Il prossimo sabato, nel primo giorno di primavera, il capoluogo piemontese ospiterà la trentesima edizione della manifestazione nazionale promossa da Libera. Un lungo corteo, la lettura degli oltre mille nomi delle vittime e il discorso di don Luigi Ciotti per rinnovare l’impegno civile contro la criminalità organizzata.

Sarà Torino il cuore pulsante della Giornata nazionale in ricordo delle vittime innocenti delle mafie per l’anno 2026. Il 21 marzo, data scelta simbolicamente per far coincidere il risveglio della natura con quello delle coscienze, la città si trasformerà in un grande spazio di partecipazione collettiva, richiamando migliaia di persone da tutta Italia tra studenti, associazioni e semplici cittadini.

Istituita ufficialmente dallo Stato nel 2017, questa giornata nasce dal basso nel 1996 per dare dignità a ogni singola vittima, sottraendola all’oblio attraverso la lettura pubblica di un elenco che ogni anno, purtroppo, continua ad aggiornarsi.

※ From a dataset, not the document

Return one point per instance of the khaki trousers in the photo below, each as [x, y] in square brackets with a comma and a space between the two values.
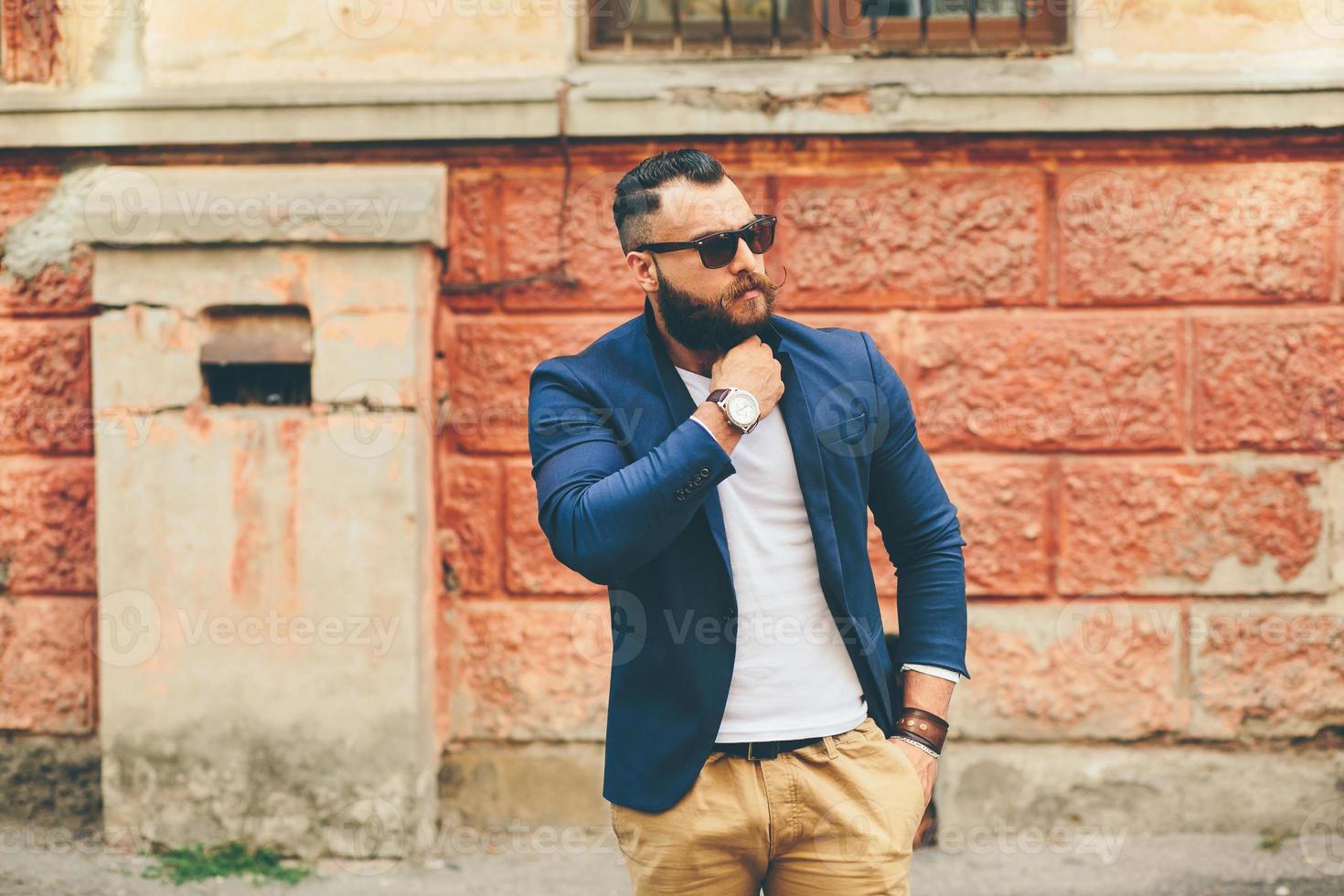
[834, 817]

Il programma della giornata: dal corteo all’animazione

La manifestazione si snoderà attraverso i luoghi simbolo del centro cittadino, alternando momenti di solennità a spazi di approfondimento e creatività.

  • La mattina (Memoria): Il raduno è previsto alle ore 9:00 in piazza Solferino, da dove partirà il corteo. La marcia si concluderà in piazza Vittorio Veneto dove, a partire dalle 10:30, avverrà il momento più toccante: la lettura ininterrotta dei nomi delle vittime innocenti. Alle ore 12:00 è atteso l’intervento conclusivo di don Luigi Ciotti, presidente di Libera.
  • Il pomeriggio (Impegno): Dopo la chiusura della manifestazione ufficiale, le attività si sposteranno in piazza Castello. Dalle 14:30 alle 17:30, l’area sarà dedicata all’animazione di strada, con momenti di aggregazione pensati per coinvolgere i più giovani attraverso l’arte e la condivisione.
  • Seminari tematici: Parallelamente agli eventi di piazza, la giornata sarà arricchita da numerosi seminari di approfondimento curati da esperti, giornalisti e realtà di base, per i quali è possibile iscriversi tramite i canali ufficiali di Libera.

Una responsabilità condivisa

L’obiettivo di Torino 2026 non è solo la commemorazione, ma la promozione di una cultura della legalità che sappia contrastare attivamente corruzione e criminalità organizzata. Partecipare significa ribadire che la lotta alle mafie non è una questione delegata esclusivamente alle forze dell’ordine, ma un dovere etico che riguarda l’intera comunità.